Na nyskich cmentarzach mogą pojawić się wkrótce dodatkowe oznaczenia. To pomysł jednego z miejskich radnych, który chce, by groby uczestników wojny obronnej września 1939 roku zostały przyozdobione specjalnymi tabliczkami.
- Inicjatywa ta ma w naszym kraju wieloletnią tradycję i dziwi mnie, że na Opolszczyźnie tak bardzo trudno się ona "przebija" mimo, że w regionie spoczywa wielu weteranów kampanii wrześniowej - wyjaśnia pomysłodawca Marek Święs.

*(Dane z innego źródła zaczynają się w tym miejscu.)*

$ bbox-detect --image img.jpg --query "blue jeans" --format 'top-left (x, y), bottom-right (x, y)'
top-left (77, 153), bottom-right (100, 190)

- Pamiętajmy o tym, że była to obrona bezprzykładna na terenie świata i brak takiego uhonorowania byłby z naszej strony wielkim nietaktem, nie względem tych obrońców, ale względem przyszłych pokoleń, które muszą wyrastać w przeświadczeniu patriotyzmu i słuszności działań podjętych przez weteranów - tłumaczy.
Jak dodaje radny, takie rozwiązania można spotkać między innymi w Rzeszowie, gdzie w podobny sposób oznaczone są także mogiły uczestników innych zrywów niepodległościowych, między innymi insurekcji kościuszkowskiej, powstania styczniowego czy konfederacji barskiej.
Dokładna liczba uczestników kampanii wrześniowej, którzy spoczywają na nyskich nekropoliach nie jest znana. Na razie pomysł został przedstawiony władzom miasta, które zdecydują o ewentualnym wsparciu idei. Jeśli inicjatywa doczeka się realizacji, w dalszej kolejności jej autor chciałby upamiętnić także żołnierzy niezłomnych.